2 Kings 20:10

10 So Hezekiah answered, "It is easy for the shadow to decline ten steps; no, but let the shadow turn backward ten steps."

2 Kings 20:10 Meaning and Commentary

And Hezekiah answered, it is a light thing for the shadow to go down ten degrees,.... That is, it was comparatively so, otherwise to go down ten degrees at once would be extraordinary and miraculous; but that was more agreeable to the nature and course of it to go forward, and so the miracle would be less apparent:

nay, but let the shadow return backward ten degrees; which was directly contrary to its natural order and course, whereby the miracle would appear more clear and manifest: these degrees are by some said {x} to be half hours, and not full ones, since it is observed the sun shines not twenty full hours on any dial, unless under the pole; the sun is supposed to have been now at the fifth full hour; the sun was brought back five whole hours, then came forward five, then came forward two degrees, or one hour, to the sixth hour; which made sixteen; then it was six hours to sunset; so that day was prolonged twenty two hours: the Chinese {y} relate, that, in the time of Kingcungus, the planet Mars, for sake of the king, went back three degrees.

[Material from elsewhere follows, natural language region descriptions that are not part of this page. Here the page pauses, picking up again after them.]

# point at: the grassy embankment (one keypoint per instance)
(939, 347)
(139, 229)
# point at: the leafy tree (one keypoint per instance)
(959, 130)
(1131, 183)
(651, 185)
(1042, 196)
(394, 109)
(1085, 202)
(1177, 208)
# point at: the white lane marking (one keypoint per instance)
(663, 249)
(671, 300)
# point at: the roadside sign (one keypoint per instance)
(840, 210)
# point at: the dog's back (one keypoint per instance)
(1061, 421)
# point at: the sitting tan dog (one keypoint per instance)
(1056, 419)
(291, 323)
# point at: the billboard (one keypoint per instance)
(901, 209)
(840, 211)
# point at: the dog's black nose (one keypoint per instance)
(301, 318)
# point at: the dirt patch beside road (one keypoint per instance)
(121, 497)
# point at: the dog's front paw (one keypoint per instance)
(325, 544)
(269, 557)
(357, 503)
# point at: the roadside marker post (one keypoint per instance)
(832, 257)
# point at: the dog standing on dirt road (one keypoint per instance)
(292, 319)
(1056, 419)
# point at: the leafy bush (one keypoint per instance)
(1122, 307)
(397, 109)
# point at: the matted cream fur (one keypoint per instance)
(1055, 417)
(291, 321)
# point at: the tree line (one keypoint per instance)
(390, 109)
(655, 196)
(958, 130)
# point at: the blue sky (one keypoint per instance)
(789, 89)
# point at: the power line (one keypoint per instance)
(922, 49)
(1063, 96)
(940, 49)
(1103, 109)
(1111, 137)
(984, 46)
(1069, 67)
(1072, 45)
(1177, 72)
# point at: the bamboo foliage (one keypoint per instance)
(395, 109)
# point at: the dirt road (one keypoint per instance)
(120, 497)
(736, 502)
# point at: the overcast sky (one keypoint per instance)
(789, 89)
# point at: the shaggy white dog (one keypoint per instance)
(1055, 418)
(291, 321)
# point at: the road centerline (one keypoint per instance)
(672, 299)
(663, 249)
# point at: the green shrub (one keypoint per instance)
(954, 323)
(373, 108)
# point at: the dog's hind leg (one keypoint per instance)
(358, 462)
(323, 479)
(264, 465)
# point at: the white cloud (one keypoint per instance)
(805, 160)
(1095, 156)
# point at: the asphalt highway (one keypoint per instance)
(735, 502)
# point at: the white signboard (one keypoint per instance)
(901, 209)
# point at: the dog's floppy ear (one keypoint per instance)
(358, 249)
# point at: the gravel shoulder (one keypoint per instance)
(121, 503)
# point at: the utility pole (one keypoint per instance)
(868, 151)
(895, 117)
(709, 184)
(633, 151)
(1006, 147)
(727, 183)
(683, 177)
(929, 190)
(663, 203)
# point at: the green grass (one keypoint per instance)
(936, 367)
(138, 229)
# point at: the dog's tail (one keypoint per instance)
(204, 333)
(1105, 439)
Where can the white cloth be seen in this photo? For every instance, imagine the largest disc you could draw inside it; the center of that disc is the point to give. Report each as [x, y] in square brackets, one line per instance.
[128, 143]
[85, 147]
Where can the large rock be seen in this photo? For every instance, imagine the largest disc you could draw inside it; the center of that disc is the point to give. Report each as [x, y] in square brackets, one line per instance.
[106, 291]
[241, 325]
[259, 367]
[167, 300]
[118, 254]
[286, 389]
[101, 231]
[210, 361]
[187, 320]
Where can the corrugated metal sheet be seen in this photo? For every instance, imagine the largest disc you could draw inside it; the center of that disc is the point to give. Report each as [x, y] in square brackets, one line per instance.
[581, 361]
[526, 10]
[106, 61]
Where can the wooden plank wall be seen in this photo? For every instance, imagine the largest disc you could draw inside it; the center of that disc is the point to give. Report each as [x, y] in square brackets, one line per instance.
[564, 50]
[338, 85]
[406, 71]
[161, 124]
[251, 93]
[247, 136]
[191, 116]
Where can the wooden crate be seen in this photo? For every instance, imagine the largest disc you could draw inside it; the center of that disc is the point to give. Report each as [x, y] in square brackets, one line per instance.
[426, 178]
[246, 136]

{x} Weemse's Christ. Synagog. l. 1. c. 6. sect. 6. p. 167. See his Exposition of the Judicial Laws, c. 25. p. 90. &c. {y} Martin. Sinic. Hist. l. 4. p. 138.

2 Kings 20:10 In-Context

8 Now Hezekiah said to Isaiah, "What will be the sign that the LORD will heal me, and that I shall go up to the house of the LORD the third day?"
9 Isaiah said, "This shall be the sign to you from the LORD , that the LORD will do the thing that He has spoken: shall the shadow go forward ten steps or go back ten steps?"
10 So Hezekiah answered, "It is easy for the shadow to decline ten steps; no, but let the shadow turn backward ten steps."
11 Isaiah the prophet cried to the LORD , and He brought the shadow on the stairway back ten steps by which it had gone down on the stairway of Ahaz.
12 At that time Berodach-baladan a son of Baladan, king of Babylon, sent letters and a present to Hezekiah, for he heard that Hezekiah had been sick.